Support material is the bane of 3D printing, as it is a necessary evil to successfully 3D print many types of geometries. To use it you must consume more material, and add to your post-processing time, sometimes considerably.
One important development over the past two years has been the emergence of widespread use of soluble support material. This support material does not have to be manually picked off the print, which sometimes can damage delicate structures if support is attached.

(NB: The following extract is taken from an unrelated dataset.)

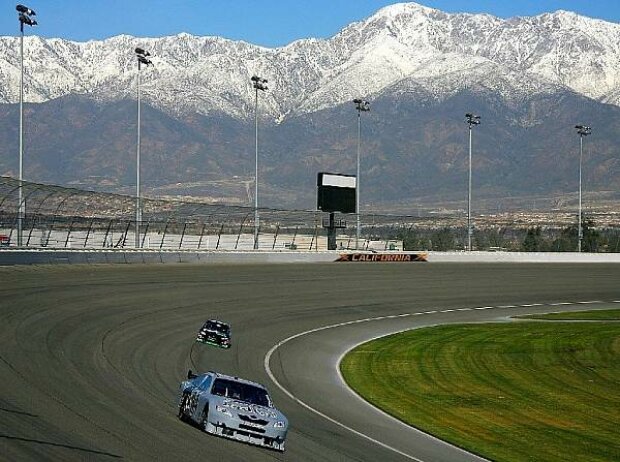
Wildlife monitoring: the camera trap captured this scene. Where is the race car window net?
[211,379,273,407]
[203,321,230,334]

Instead the raw 3D print is dunked in a liquid, usually water but sometimes other solvents, and the support material passively dissolves without human intervention. Sometimes there are specialized devices that circulate heated liquids to increase the speed of dissolving. But in any case, the 3D printer operator is free to do other work instead of spending potentially hours picking off solid support structures.
The most commonly used support material today is PVA, or polyvinyl alcohol. This material has revolutionized many 3D printing workshops through its ability to simplify operational workflows. It’s now commonly used in many professional dual-extruder 3D printing systems.
However, there’s a huge problem with this material: it has a glass transition temperature of 85C.
This is a big problem if you happen to be 3D printing high-temperature materials in a heated chamber that might be, say, 100C. If that’s the case and you were using PVA as your support material, you’d likely find the PVA drooping significantly and not really supporting anything.
Thus printing high-temperature materials can be a problem unless you have a support material that has a much higher glass transition point. And that’s just what Poland-based 3DGence announced.
Their new ESM-10 dissolvable support material is specifically designed for use in high-temperature environments. They say it can ensure the stability of prints “in a heated chamber above 80C”.
ESM-10 is best used in conjunction with 3DGence’s Support Dissolving System, a dedicated device that includes a circulating heated water reservoir. 3DGences explains that you must use a specific chemical solvent mixed with the circulating water to make the ESM-10 dissolve. However, they also say:
“The chemical solution together with the dissolved ESM-10 material can be safely discharged into the sewage system after rinsing.”
So it’s not just plain water used as the solvent here, as is done with PVA. However, that slight complexity is the price to obtain high-temperature dissolvable support material.
3DGence also says:
”ESM-10 does not recrystallize, which may cause dissolution of the material or failure of the hotends.”
This is interesting, as some materials tend to degrade, particularly PVA. This may not be the case with ESM-10, if I’m reading that correctly.
For those using high-temperature materials like PEEK, this material could be of great value.